On February 6, 1799, a Madrid newspaper advertised the sale of a series of eighty etchings by Francisco José de Goya y Lucientes (1746–1828), a court painter to the Spanish monarchy. The subject of these “caprichos” (caprices), or whimsical inventions, were “the innumerable foibles and follies to be found in any civilized society.”

Although the edition was a commercial failure—only 27 of the 240 sets sold—by the early nineteenth century Los Caprichos came to be recognized for its striking modernity. Bedeviled by the cryptic captions that accompany the prints, commentators have mined the series for coded political messages. Yet Goya’s satirical targets are many and include the powerful and the dispossessed alike. Animals play the parts of human fools; goblins visit the gullible by night; and winged creatures hover over cowering figures, including the artist himself.

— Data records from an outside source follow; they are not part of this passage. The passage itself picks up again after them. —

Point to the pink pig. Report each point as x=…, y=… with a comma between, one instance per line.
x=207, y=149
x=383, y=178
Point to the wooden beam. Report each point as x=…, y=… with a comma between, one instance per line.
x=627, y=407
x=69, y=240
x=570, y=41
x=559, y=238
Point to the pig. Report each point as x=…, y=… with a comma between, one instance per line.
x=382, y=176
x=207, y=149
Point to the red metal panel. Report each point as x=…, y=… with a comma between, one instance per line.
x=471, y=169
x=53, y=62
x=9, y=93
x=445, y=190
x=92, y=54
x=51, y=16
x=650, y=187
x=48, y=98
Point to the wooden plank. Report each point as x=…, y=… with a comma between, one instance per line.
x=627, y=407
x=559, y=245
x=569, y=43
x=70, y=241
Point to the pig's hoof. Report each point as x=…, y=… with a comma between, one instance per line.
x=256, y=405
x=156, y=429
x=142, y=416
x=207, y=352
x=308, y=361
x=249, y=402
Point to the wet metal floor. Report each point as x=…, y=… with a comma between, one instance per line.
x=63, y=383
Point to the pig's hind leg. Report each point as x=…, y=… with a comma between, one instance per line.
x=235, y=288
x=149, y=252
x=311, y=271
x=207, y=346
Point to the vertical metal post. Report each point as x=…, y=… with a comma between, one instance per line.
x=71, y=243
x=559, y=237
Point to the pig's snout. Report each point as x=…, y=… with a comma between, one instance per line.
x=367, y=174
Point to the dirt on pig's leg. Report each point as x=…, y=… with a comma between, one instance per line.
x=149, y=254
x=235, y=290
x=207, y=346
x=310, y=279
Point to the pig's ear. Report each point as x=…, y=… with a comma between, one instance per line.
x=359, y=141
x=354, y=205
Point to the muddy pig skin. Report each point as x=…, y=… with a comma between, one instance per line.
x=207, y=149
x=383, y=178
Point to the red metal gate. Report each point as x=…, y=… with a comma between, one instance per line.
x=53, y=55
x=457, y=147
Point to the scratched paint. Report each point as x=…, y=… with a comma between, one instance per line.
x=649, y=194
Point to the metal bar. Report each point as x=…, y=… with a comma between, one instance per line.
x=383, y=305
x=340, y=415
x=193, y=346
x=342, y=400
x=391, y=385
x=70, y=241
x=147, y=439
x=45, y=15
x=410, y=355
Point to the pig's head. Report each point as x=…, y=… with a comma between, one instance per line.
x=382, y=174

During his lifetime Goya was known for his commissioned works, but his independently produced prints are arguably his greatest achievement. This focused exhibition from the Lunder Collection includes Los Caprichos and, until October 28, Los Disparates, the Follies, also known by the posthumous title Los Proverbios, or the Proverbs. Darkness Visible: Goya Prints from the Lunder Collection is organized to coincide with an exhibition of the work of Nancy Spero (1926–2009), one of many artists who have been inspired by Goya’s visionary creations as a graphic artist.